The U.S. Court of Appeals for the Fifth Circuit in a 2-1 decision late March 15 vacated the Obama-era rule that aims to regulate the advice given to retirement savers. Judges Edith H. Jones and Edith Brown Clement held that the Labor Department exceeded its regulatory authority by implementing the rule that includes a new definition of investment-advice fiduciary and redefining exemptions to provisions concerning fiduciaries that appear in the Employee Retirement Income Security Act.
“Pending further review, the Department will not be enforcing the 2016 Fiduciary Rule,” a spokesman told Bloomberg Law.
It’s helpful to the industry that the DOL is acknowledging that it covers the whole rule and has a nationwide impact, Kevin Walsh, an attorney with Groom Law Group who advises on fiduciary matters, told Bloomberg Law. It would also be helpful for the DOL to make clear that the rule is off the books and other parties can’t enforce it, Walsh added.
The DOL is recognizing the decision is “a pretty big loss,” but it doesn’t clarify what it will do next, Walsh said.
The fact that the DOL won’t enforce the rule “means nothing,” Peter Gulia, an independent fiduciary guidance, told Bloomberg Law March 16.

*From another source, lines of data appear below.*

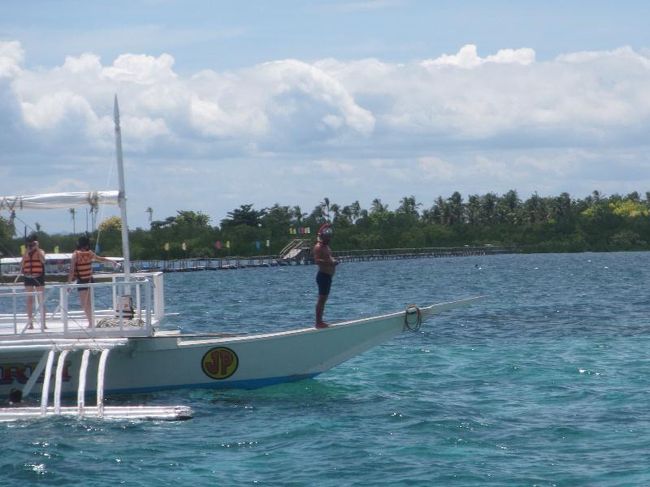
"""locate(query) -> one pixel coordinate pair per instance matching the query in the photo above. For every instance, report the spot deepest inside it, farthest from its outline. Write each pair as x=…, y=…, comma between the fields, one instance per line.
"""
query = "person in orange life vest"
x=33, y=269
x=81, y=270
x=326, y=268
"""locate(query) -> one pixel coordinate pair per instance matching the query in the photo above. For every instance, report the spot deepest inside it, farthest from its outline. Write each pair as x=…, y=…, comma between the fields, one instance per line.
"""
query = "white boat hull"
x=173, y=361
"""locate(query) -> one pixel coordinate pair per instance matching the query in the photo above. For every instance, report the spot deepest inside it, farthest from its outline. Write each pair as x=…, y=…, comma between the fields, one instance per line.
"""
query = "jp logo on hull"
x=219, y=363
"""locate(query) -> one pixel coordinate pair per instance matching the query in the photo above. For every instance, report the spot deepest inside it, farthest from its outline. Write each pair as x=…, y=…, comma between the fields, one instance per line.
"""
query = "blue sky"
x=226, y=103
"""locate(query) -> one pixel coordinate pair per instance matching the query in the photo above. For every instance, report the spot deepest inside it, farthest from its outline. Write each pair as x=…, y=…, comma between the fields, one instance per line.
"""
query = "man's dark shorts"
x=84, y=281
x=324, y=282
x=35, y=281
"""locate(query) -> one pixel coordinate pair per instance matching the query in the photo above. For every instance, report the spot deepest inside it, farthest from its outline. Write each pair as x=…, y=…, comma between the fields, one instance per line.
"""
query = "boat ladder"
x=81, y=410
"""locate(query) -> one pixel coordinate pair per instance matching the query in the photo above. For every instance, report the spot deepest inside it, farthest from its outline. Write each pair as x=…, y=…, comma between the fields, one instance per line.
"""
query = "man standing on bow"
x=326, y=268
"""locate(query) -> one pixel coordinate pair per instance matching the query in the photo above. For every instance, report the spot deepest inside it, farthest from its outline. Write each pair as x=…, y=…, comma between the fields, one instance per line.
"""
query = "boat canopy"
x=50, y=201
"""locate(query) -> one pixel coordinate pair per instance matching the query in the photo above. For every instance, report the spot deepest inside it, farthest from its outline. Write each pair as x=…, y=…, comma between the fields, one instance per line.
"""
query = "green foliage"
x=538, y=224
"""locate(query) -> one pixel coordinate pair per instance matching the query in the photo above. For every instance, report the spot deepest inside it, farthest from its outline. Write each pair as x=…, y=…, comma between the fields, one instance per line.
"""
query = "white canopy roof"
x=59, y=200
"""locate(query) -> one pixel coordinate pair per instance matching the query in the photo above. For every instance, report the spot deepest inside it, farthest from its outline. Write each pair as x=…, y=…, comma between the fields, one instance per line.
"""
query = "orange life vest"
x=32, y=265
x=84, y=264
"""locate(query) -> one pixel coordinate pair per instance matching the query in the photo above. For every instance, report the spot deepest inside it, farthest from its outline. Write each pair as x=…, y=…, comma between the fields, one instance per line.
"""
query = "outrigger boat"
x=124, y=350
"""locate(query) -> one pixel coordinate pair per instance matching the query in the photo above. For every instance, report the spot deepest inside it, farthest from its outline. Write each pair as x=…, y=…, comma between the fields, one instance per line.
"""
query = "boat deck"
x=118, y=309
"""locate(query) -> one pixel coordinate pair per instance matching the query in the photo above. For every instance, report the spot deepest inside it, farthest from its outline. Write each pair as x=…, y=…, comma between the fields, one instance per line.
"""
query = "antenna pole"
x=122, y=194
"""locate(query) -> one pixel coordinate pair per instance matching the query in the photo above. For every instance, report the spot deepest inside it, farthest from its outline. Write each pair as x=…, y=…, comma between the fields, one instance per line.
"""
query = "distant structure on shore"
x=298, y=252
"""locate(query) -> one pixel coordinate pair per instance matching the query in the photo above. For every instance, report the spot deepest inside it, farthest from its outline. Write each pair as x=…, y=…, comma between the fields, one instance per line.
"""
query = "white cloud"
x=436, y=168
x=334, y=167
x=490, y=123
x=467, y=57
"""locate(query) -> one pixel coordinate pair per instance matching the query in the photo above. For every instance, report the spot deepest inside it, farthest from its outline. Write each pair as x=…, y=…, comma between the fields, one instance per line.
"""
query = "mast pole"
x=122, y=194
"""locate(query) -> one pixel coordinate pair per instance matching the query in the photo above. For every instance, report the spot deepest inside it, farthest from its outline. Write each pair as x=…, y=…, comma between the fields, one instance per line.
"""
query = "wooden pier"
x=304, y=258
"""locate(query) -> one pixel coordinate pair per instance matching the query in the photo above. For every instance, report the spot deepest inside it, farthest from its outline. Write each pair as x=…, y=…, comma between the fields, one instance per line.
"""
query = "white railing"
x=117, y=308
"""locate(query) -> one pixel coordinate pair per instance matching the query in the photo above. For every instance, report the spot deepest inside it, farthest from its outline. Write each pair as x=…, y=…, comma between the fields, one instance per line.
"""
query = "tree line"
x=537, y=224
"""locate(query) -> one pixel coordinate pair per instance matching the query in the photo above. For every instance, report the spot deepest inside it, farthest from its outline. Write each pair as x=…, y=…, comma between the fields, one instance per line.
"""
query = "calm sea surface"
x=545, y=382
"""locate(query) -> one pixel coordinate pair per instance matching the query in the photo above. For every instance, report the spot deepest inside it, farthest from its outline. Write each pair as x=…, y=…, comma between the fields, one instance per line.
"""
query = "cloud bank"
x=457, y=120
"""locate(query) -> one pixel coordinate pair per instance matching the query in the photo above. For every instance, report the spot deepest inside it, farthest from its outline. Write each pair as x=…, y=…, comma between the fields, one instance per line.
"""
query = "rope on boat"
x=412, y=324
x=114, y=322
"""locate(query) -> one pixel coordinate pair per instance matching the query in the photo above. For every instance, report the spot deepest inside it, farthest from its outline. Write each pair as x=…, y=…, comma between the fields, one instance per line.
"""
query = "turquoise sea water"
x=545, y=382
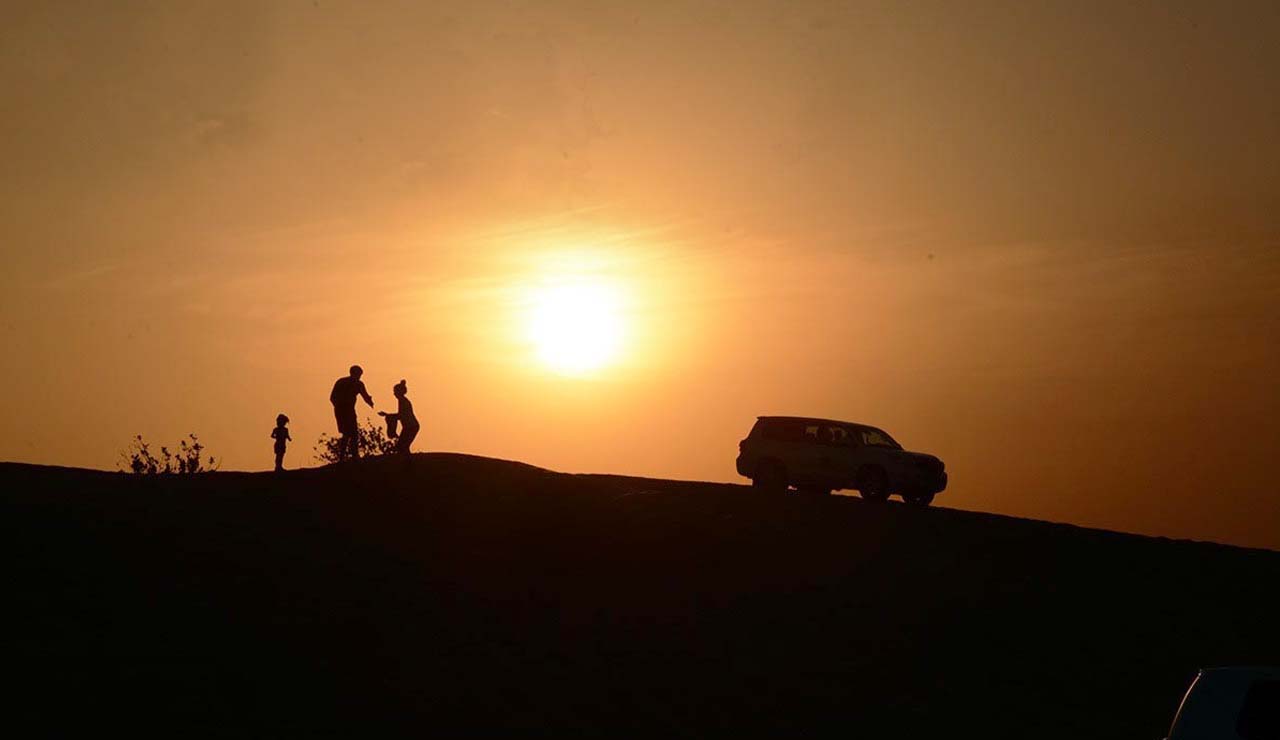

No one expected the DOL to provide the enforcement for the fiduciary rule because they don’t have the resources available, he added. However, many business have already adopted the best interest standard and that means that investors have a private right of action against those business, Gulia said.
The Fifth Circuit said in its decision that the DOL’s interpretation of an “investment advice fiduciary” relies too narrowly on a purely semantic interpretation of one isolated ERISA provision and wrongly assumes that the provision is ambiguous.
Nothing in ERISA allows the DOL to stretch its power to regulate employment-based retirement plans to include supervising individual retirement account financial service providers, the court said.
The rule extends regulation to any financial transaction involving an ERISA or IRA plan in which compensation for advice is received—an action that the DOL didn’t do in the past. That it took the DOL 40 years to “discover its novel interpretation further highlights the rule’s unreasonableness,” the judges said.